Beyond the boundaries of light and dark, my mother’s gone out and not come back.
Suddenly now, in my backyard, like the slip moon she rises
And rests in my watching eye.

In my dreams she’s returned just like this, over a hundred times.
She knows what I’m looking for,
Partially her,
                       partially what she comes back not to tell me.

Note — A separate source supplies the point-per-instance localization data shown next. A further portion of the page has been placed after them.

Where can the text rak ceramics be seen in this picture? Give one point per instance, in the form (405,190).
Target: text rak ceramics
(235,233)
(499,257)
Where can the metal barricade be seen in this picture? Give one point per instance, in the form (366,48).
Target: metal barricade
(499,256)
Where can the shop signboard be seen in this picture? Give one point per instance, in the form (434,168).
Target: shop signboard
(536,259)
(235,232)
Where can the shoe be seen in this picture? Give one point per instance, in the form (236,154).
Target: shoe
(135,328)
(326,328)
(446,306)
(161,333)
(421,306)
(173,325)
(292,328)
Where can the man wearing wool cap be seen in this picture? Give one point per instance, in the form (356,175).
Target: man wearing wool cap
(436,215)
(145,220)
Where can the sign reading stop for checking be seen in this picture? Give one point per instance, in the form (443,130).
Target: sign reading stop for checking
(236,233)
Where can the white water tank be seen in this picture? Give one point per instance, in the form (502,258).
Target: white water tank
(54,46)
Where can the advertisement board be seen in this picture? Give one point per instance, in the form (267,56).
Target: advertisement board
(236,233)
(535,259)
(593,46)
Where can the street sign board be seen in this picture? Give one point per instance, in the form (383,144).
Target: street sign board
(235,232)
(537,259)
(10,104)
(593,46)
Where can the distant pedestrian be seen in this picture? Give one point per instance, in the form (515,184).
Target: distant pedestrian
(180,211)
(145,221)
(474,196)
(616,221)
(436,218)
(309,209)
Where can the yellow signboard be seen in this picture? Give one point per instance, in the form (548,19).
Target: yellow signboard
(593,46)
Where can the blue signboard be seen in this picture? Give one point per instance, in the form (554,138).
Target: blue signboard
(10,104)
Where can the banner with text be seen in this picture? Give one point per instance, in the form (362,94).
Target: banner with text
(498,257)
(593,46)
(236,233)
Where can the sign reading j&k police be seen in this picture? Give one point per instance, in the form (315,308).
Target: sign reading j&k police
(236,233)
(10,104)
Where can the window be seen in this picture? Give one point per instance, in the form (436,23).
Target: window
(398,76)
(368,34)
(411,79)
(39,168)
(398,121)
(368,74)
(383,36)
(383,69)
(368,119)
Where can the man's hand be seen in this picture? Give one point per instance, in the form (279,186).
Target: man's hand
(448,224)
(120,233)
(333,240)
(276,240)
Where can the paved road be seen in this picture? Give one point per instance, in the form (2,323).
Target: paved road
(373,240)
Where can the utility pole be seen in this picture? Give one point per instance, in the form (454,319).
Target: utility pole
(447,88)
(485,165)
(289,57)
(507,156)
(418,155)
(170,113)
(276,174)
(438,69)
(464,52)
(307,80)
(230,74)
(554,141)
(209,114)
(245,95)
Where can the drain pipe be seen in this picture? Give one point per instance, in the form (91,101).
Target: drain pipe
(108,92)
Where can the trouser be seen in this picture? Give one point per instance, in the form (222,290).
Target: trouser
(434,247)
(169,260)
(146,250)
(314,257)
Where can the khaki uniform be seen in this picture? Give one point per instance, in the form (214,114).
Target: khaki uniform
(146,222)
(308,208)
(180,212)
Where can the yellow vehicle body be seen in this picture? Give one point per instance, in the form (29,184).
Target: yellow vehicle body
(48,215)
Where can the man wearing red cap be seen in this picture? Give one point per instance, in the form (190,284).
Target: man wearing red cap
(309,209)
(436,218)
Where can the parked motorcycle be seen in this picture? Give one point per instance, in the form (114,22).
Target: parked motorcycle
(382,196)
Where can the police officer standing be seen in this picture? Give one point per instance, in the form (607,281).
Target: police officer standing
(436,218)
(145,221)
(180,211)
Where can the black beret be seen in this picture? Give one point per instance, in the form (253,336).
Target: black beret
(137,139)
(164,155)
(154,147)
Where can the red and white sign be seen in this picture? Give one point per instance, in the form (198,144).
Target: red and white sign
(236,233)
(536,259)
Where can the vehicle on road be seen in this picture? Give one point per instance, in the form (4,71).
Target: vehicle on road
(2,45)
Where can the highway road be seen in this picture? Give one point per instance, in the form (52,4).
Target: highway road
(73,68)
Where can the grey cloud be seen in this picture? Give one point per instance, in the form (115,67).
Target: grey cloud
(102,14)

Is the return a curse or a gift? As so often in Wright, it’s hard to be sure whether recurrence is a getting stuck or a working through, a compulsion to repeat or an incantatory appeasement. The unceremonious beauty of the last line whispers a counterclaim to his need to lay his ghosts to rest. For Wright, intimacy has distance and inscrutability built-in. The mother-moon is described as rising ‘Suddenly now’. A trajectory or motion is made oddly instantaneous, yet what he wants to register is the suddenness of the thing becoming apparent. The syntax tells of a recognition of what has already passed – the only kind of recognition there is. For sublunary creatures, the timeless moment is the one you’re a little early or late for. ‘It’s like writing a poem about snow while snow is falling,’ Wright once said. ‘You try not to.’